As of Thursday, September 15, 2016
The surfing life has always been about the endless summer. However, the most recent run of the Surf Expo trade show, held Sept. 8–10 in Orlando, Fla., was the place to unveil Summer ’17 looks for action-sports and beach-lifestyle brands, such as Lira, headquartered in Anaheim, Calif.
“We use [Surf Expo] as our Summer show,” said Todd Kellogg, founder of Lira. Like many other action-sports brand owners and salespeople, he had spent the past few months selling Spring-season goods.
The chance to sell a new season has been a breath of fresh air for these businesspeople. They said that the new collections can put a boost in business. Joel Cooper, chief executive officer of Lost International LLC of Laguna Beach, Calif., estimated that his brand’s sales had doubled compared to Surf Expo’s September 2015 show. “It’s the first Summer show of the season,” Cooper said of Surf Expo.
Summer is not considered a major season on the fashion calendar, but it is considered important for the action-sports businesses and beach-lifestyle crowd, to which Surf Expo caters. The most recent run of the show was considered its largest, said Roy Turner, senior vice president of Emerald Expositions, the owner of the biannual trade show, which also produces a larger January show. At the most recent September show, there were 2,400 booths and 1,100 vendors at the sprawling show. Buyer attendance was up 7 percent over last year.
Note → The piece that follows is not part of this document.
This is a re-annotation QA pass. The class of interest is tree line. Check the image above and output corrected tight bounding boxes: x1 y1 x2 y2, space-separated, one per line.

“Surf Expo is expanding from its regional surf roots. It’s the largest watersports and coastal lifestyle show in the U.S.,” Turner said. While attendance is particularly strong for the Southeast and Florida retailers, such as Ron Jon Surf Shop, Surf Expo’s show has fostered a national and international following. Retailers from Asia and Europe shop the show. It has a strong following from surf shops and resort boutiques in the Caribbean and Latin America. Leading surf and action-sports boutiques from California, including Sun Diego and Jack’s Surf, are regulars at the show. Bob Abdel, general buyer for Jack’s, said that Surf Expo has been the only market to get a product highly associated with California.
“I go there for hard goods,” he said. “We do our surfboards, fins, body-surfing boards at the show. It’s the only place where you can buy that stuff now.”
He also shopped for apparel lines. On the show floor, he saw a lot of performance boardshorts and hybrid walking shorts. “It was interesting how many brands were showing fishing clothes and styles. It was the most fishing brands I ever saw.”
Jack’s came off a profitable summer, Abdel said, but the beginning of the year was tough. “We’re trying to be lean and clean right now. You can’t take chances; you don’t know what is going to happen tomorrow,” he said. “You have to add new lines, but we don’t add as many lines as we used to.”
Lira’s Kellogg also said that vendors must fight for every dollar. “There is business out there, but you have to work harder to get it,” he said.
Show debuts included Lira’s Hyper Flex Series. Made with moisture-wicking materials, the capsule collection will be Lira’s first venture into athleisure styles. The brand also expanded its offerings of boardshorts and men’s bottoms as well as cut-and-sew dresses for women.
Tavik, the Irvine, Calif.–headquartered brand, introduced its Wexler Collection. The bottoms collection does not feature as much performance fabric as boardshorts. Rather, Wexler Collection focuses on “pool culture,” not ocean sports. Prints on the Wexler Collection are inspired by mid-20th-century California architecture.
Surf Expo was a place where The Mad Hueys, a Carlsbad, Calif.–headquartered brand, introduced a major extension to its fishing sports–focused label. Taking a bow was its cut-and-sew button-up short-sleeve shirts, four-way-stretch boardshorts and jackets, said PJ Connell, the brand’s general manager of the Americas.
Connell had spent a career working for traditional action-sports brands, but he took a gamble in outfitting fishing sports. He recalled seeing market research that found that at least half of licensed American anglers were under the age of 34. However, he couldn’t see clothes reflecting the sensibilities and humor of youth.
“It’s a natural evolution of action sports. It’s the ocean lifestyle. How do you bring freshness and new people in your doors,” he said of the wave of fishing brands.
An expansion beyond traditional action-sports activities and brands has been building the appeal of Surf Expo. The show has attracted apparel brands and hard-goods companies serving water sports such as stand-up paddling, wakeboarding, canoeing and kayaking, Turner said. “Unless you are swimming laps in a pool, we have you covered,” he said.